Speed isn’t always my strength (sometimes it really is, but not often during processes), so I also set myself a casual sharing for the Friday afternoon.
Besides the fact that I think about food for a large percentage of the day, I’m still not entirely sure why I landed on lentils. They feel soft and make satisfying noises.
I had got my hands on 6 varieties so the colours were striking and there was variation in texture, shape and size.
Not having too much of an idea before entering the studio is not something I have the chance to do very often. I tend to spend time thinking and researching beforehand, but not this time. It is difficult to find the line between feeling that you have a playful explorative attitude to research, and feeling like you’ve spent the week on your own faffing around with lentils.
The green lentils are the biggest, flattest and incredibly soft. Almost velvety.
The other green ones are deep in colour, rich and marbled. They look like tiny galaxies.
By the end of day one I wanted it to be in the round, with another performer and improvised…
By the end of day two I still wanted it to be in the round, with the audience having the chance at some point to feel the lentils…
By the end of day three I had decided it was a durational duet; probably for a gallery space, the movement material will probably not be set, it will be in the round and the audience have the chance to feel the lentils.
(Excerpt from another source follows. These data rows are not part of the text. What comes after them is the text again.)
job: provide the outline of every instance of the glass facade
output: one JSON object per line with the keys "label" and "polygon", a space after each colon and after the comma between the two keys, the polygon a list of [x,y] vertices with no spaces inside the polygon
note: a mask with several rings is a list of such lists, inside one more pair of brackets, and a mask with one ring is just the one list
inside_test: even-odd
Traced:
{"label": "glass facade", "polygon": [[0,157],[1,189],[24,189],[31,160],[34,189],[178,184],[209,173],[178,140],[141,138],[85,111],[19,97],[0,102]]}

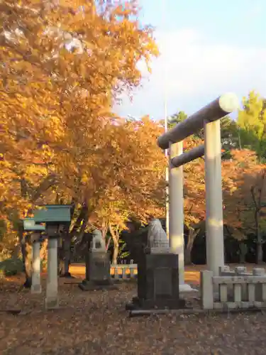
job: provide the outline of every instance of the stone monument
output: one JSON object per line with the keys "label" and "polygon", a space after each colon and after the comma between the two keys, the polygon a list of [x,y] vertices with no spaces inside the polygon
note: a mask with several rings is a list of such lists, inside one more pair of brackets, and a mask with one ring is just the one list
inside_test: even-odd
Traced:
{"label": "stone monument", "polygon": [[138,297],[126,308],[173,310],[184,305],[184,300],[179,298],[178,255],[171,252],[160,220],[153,219],[148,246],[138,264]]}
{"label": "stone monument", "polygon": [[116,289],[110,276],[110,255],[99,230],[94,229],[86,256],[86,278],[79,287],[84,291]]}

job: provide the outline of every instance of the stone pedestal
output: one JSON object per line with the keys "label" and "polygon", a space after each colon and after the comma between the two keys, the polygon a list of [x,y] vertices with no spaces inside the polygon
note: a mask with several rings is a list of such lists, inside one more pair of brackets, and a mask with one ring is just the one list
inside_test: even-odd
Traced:
{"label": "stone pedestal", "polygon": [[40,240],[33,241],[32,268],[31,293],[41,293]]}
{"label": "stone pedestal", "polygon": [[45,307],[57,308],[58,274],[57,274],[57,239],[50,237],[48,240],[48,278],[46,286]]}
{"label": "stone pedestal", "polygon": [[109,252],[89,250],[86,258],[86,278],[79,287],[84,291],[117,289],[111,279],[110,265]]}
{"label": "stone pedestal", "polygon": [[138,297],[126,310],[177,310],[184,306],[184,300],[179,298],[178,255],[144,253],[138,264]]}

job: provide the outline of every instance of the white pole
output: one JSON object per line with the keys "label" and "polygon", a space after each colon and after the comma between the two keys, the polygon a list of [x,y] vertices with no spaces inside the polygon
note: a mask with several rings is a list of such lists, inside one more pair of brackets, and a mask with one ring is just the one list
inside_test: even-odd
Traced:
{"label": "white pole", "polygon": [[220,120],[204,122],[206,234],[208,270],[224,266]]}
{"label": "white pole", "polygon": [[49,236],[45,307],[58,307],[57,238]]}
{"label": "white pole", "polygon": [[33,236],[33,275],[31,293],[41,293],[40,285],[40,234]]}
{"label": "white pole", "polygon": [[[162,1],[162,22],[163,26],[165,25],[165,13],[166,13],[166,6],[165,0]],[[167,69],[165,60],[163,62],[163,89],[164,89],[164,111],[165,111],[165,132],[167,131]],[[168,150],[165,149],[165,157],[168,159]],[[165,229],[167,238],[169,239],[169,229],[170,229],[170,212],[169,212],[169,168],[168,166],[165,168]]]}
{"label": "white pole", "polygon": [[[181,155],[183,142],[170,144],[170,158]],[[170,246],[178,254],[179,285],[184,284],[183,166],[170,169]]]}

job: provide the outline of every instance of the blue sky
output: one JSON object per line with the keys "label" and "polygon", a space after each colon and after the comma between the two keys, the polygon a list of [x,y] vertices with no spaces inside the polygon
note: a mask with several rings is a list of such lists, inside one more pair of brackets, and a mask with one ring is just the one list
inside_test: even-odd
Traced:
{"label": "blue sky", "polygon": [[161,53],[121,116],[190,114],[225,92],[266,97],[265,0],[140,0]]}

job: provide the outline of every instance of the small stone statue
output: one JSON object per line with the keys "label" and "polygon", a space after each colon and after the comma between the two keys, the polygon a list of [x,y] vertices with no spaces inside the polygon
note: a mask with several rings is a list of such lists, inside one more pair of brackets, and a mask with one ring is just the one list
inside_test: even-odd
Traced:
{"label": "small stone statue", "polygon": [[148,246],[151,252],[168,252],[169,241],[159,219],[151,220],[148,232]]}
{"label": "small stone statue", "polygon": [[106,251],[105,243],[103,239],[101,232],[99,229],[94,229],[92,233],[92,240],[91,242],[91,251]]}

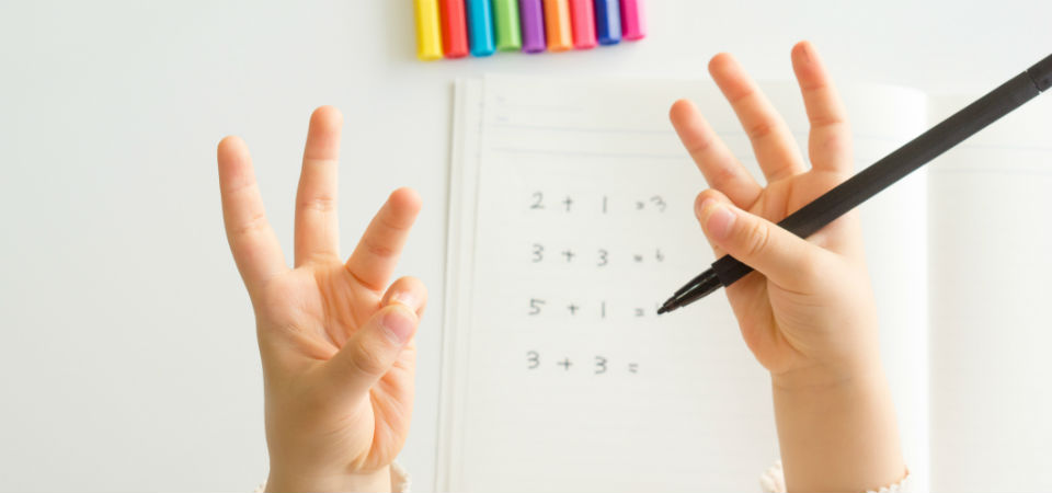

At least it still involves lentils.
Am I making a dance about lentils? And why would I do that? And if not, is it purely aesthetic? And if so, is the dancing really necessary?
How the material relates to dancing is a present question.
The lentils themselves are enough, but there is some benefit to disturbing them. They are very beautiful – for the first time I am interested in the beauty of it. Using the lentils, you can very quickly shape something beautiful, this kind of instant gratification feels rare.
This cannot be performed on a black floor – because the black lentils are like beads, it would be impossible to find them again and you’d miss witnessing how they vibrate.
The speckled brown ones also vibrate and spin very quickly.
The impermanence that I seem to long for is there, because you can scoop them up and start again.
How do you know when to stop? When, through continuing, are you actually making it worse?
Two distinct ways to handle the lentils have become apparent. One way disperses them, it spreads them out or shapes them almost flamboyantly. The other is also a way of shaping them, but it feels more humble - the aim is to collect them, bringing them back to somewhere more neutral.
I think it would be more interesting if these actions happened simultaneously.
The red lentils are your average Joe, the yellow ones are similar but slightly larger. They are both split, flat and slide satisfyingly.